In the years since the United States ceased developing new nuclear weapons systems, Sandia National Laboratories have been conducting and developing a series of assessments for each nuclear weapons system to detect or anticipate potential functionality issues as the weapons themselves continue to age.
The laboratory is responsible for developing as much as 97 percent of the nation’s weapons systems non-nuclear components. To ensure the systems are working property, Sandia created advanced tests and computer models to ensure functionality of those systems under its stockpile stewardship role, a primary objective of which are life extension programs and refurbishing components that are nearing the end of their useable life cycles.
A primary way Sandia extends the functionality of a weapons system are through a series of non-nuclear tests such as studying environments a system might face like vibration, extreme heat or cold, or radiation exposure.
“There will be temperature cycling, there’ll be vibration, there’ll be shock, there will be radiation, there might be voltage changes, all kinds of things that the system is subjected to, done in accordance with a plan that combines testing with simulation to make sure we’re working through in a systematic way what’s required to qualify the weapon for operation,” Scott Holswade, deputy chief engineer at Sandia, said. “The goal is absolute certainty that the design as manufactured is good to perform.”

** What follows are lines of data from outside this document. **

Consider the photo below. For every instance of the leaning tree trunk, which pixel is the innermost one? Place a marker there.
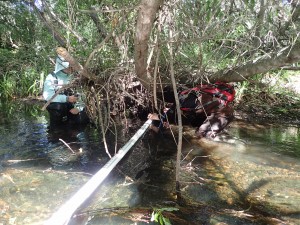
(145, 19)
(273, 62)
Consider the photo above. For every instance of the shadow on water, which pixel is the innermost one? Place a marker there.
(249, 177)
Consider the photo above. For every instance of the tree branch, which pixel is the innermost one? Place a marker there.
(282, 58)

Sandia also examines non-nuclear systems through testing that includes system-level flight testing of gravity bombs, cruise missile flights, ballistic missile flights, and submarine-launch missile flights — all of which have the nuclear explosive components removed.

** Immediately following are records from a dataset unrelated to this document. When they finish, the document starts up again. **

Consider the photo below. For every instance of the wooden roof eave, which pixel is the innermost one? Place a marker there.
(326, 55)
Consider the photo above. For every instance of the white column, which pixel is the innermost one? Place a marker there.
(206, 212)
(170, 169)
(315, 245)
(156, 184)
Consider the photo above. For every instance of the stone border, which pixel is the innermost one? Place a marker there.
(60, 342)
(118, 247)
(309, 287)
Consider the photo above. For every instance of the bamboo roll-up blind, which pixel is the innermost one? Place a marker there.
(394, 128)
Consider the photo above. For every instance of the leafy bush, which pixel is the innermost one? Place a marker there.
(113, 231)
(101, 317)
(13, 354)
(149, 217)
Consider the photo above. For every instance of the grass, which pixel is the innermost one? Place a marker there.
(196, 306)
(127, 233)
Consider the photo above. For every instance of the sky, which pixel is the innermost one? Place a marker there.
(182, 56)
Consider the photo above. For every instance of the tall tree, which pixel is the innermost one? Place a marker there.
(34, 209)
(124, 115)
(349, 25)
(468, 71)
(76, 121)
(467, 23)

“A pediatrician does not look at the same things that a geriatrics expert would,” Holswade said. “ “I think that’s been the big evolution of the program, to start implementing changes that recognize this, and change the [stockpile evaluation] program to optimize for each system, depending on where it is in the lifecycle.”
Sandia National Laboratories is a multi-mission laboratory operated by Sandia Corporation, a subsidiary of Lockheed Martin for the U.S. Department of Energy’s National Nuclear Security Administration.